After the furloughs, OPM, according to Salas, released a memorandum stating and directing all department and activity heads that if they are to recall anyone, an approved notice must be provided, so the department could have an accurate accounting as to who were furloughed or not.

She also agreed that, contrary to what was stated in the letters for furloughed personnel, these employees have the “right to appeal,” given that furloughs of more than 30 calendar days fall under “reduction-in-force” actions, where appeals are warranted.

Atalig, on the other hand, who was asked to explain payments made to personnel under the COVID-19 operations, acknowledged that there were government employees who received dual compensations.

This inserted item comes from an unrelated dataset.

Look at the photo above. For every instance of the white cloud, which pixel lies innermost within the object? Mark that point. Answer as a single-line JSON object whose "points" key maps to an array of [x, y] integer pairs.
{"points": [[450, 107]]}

“In the beginning, I was controlling that, and only paid above the [administrative leave] of 64 hours. Anything above that I was allowing…in the early stages of COVID-19. After a few weeks passed, [there were] other compensation requests or requests for payments in terms of overtime or additional pay. …Then I was informed when I started to see the numbers of how much we paid, and those were double pay for all COVID front-liners and everyone that worked,” he said.

He said that there were Cabinet members who received double payments, and added that he did not consult any lawyer prior to authorizing the compensation, or for anything related to COVID-19, other than purchases that needed to go through the Office of the Attorney General.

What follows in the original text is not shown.